First, we can use the url as shown below, and confirm that there is no BatchGeocode
capability in the tasks
properties.
from arcgis.geoprocessing._tool import Toolbox
tbx = Toolbox(url=gis.properties.helperServices.geocode[0]["url"], gis=gis)
tbx.properties.tasks
If we force the usage of geocode_from_items()
with this geocoding service URL, the method will return an AttributeError
.
try:
fl_item = geocode_from_items(csv_item, output_type='Feature Layer',
geocode_service_url=gis.properties.helperServices.geocode[0]["url"],
geocode_parameters={"field_info": ['Addresses', 'TEXT', 255],
"column_names": ["Addresses"],
"field_mapping": ['Addresses', 'Address']
},
output_name="address_file_matching",
gis=gis)
display(fl_item)
except AttributeError as e:
print(e)
The solution is to change the active_gis
and the geocode_service_url
to ones that enables BatchGeocode
.
p_gis = GIS("<an alternative enterprise>", "user name", "password", verify_cert=False)
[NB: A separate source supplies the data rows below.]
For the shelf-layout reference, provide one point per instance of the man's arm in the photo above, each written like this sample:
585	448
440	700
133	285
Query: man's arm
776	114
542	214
p_gis.properties.helperServices.geocode[0]["url"]
try:
fl_item = geocode_from_items(csv_item, output_type='Feature Layer',
geocode_service_url=p_gis.properties.helperServices.geocode[0]["url"],
geocode_parameters={"field_info": ['Addresses', 'TEXT', 255],
"column_names": ["Addresses"],
"field_mapping": ['Addresses', 'Address']
},
output_name="address_file_matching",
gis=p_gis)
display(type(fl_item))
except AttributeError as e:
print(e)
Avoiding fallbacks¶
You can also use category filtering to avoid "low resolution" fallback matches. By default, if the World Geocoding Service cannot find a match for an input address, it will automatically search for a lower match level, such as a street name, city, or postal code. For batch geocoding, a user may prefer that no match is returned in these cases so that they are not charged for the geocode. If a user passes category="Point Address,Street Address" in a batch_geocode()
call, no fallback will occur if address matches cannot be found; the user will only be charged for the actual address matches.
Example: Batch geocode with fallback allowed (no category)¶
In the example below, the second address is not matched to a point address, but is matched to the city instead, due to fallback.
results = batch_geocode(["380 New York St Redlands CA 92373",
"? Stanford Dr Escondido CA"])
for result in results:
print("Score " + str(result['score']) + " : " + result['address'])
Example: Batch geocode with no fallback allowed (category="Point Address"
)¶
In the example below, as a point address match is not found for the second address, there is no low resolution fallback, as the category has been set to Point Address. As a result, no match is returned for the second address:
results = batch_geocode([ "380 New York St Redlands CA 92373",
"? Stanford Dr Escondido CA"],
category="Street Address")
for result in results:
print("Score " + str(result['score']) + " : " + result['address'])
Conclusions¶
In this Part 4, we have explored the usage of batch_geocode()
function and how the advanced parameters can help with fine-tuning and filtering the geocoded results.